しかし、年齢があがってくると周囲の状況が分かってくる。シングルマザーの経済力では医者は経済的に厳しいとか、国立大学の医学部はとんでもない偏差値だとか、自分の置かれた状況が分かってくる。
だから、猛勉強は当たり前だった。中学校では、クラブ活動と勉強を両立したまま四日市高校の「国際科」に合格した。地元では、最高ランクの高校だ。ところが、旧帝の医学部レベルとなると、四日市高校でも上位の1ケタ順位でないと合格できない。
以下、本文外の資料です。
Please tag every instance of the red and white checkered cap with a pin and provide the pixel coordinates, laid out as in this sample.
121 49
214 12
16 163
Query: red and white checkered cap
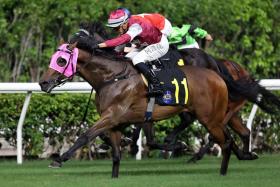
117 18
高校二年の時、アスリートとしても良い成績を残していたそうだがクラブを自主退部した。コーチや同級生からは罵声がとんだと聞いた。同級生からの情報だ。滅多に自分のことを語らない鈴木さんだったが、ある時
「私の母さん、生命保険解約したって・・・」
と、つぶやいた。
ちょうど、その頃、私もシングルファーザーになり娘たちの大学進学が控えていたので、その状況が身に染みてよく分かった。 カードローンの審査さえ通らないミジメな思いをしたことがある。
世の中では、「ゆとり教育」とか、偏差値追放、業者テスト追放、輪切り進路指導反対などと、やかましい時代だった。そんな言葉は、鈴木さんの耳には入らない。偏差値を上げ、模試で力試しをし、ランキング上位の医学部に合格する。それ以外は、見えていないのだから
左翼「日教組」の先生方は、
「みんな仲良く助け合う、格差がない社会が理想だ」
と、競争を全面的に“悪”と決めつけるが、鈴木さんの目には入らない。そんな緩い生き方をしている子ではなかった。選択の余地などない。勝つしかない。合格するしか、母親を楽にしてやる方法がない。
たまに、
「私は先生の生き方に賛成できません」
という子がいる。保護者がいる。みんな違う生き方をしているのだから、当たり前のことだ。塾講師だから、合格するための方法を示しているだけだ。こんな議論をふっかけてくる生徒は、絶対に鈴木さんには勝てない。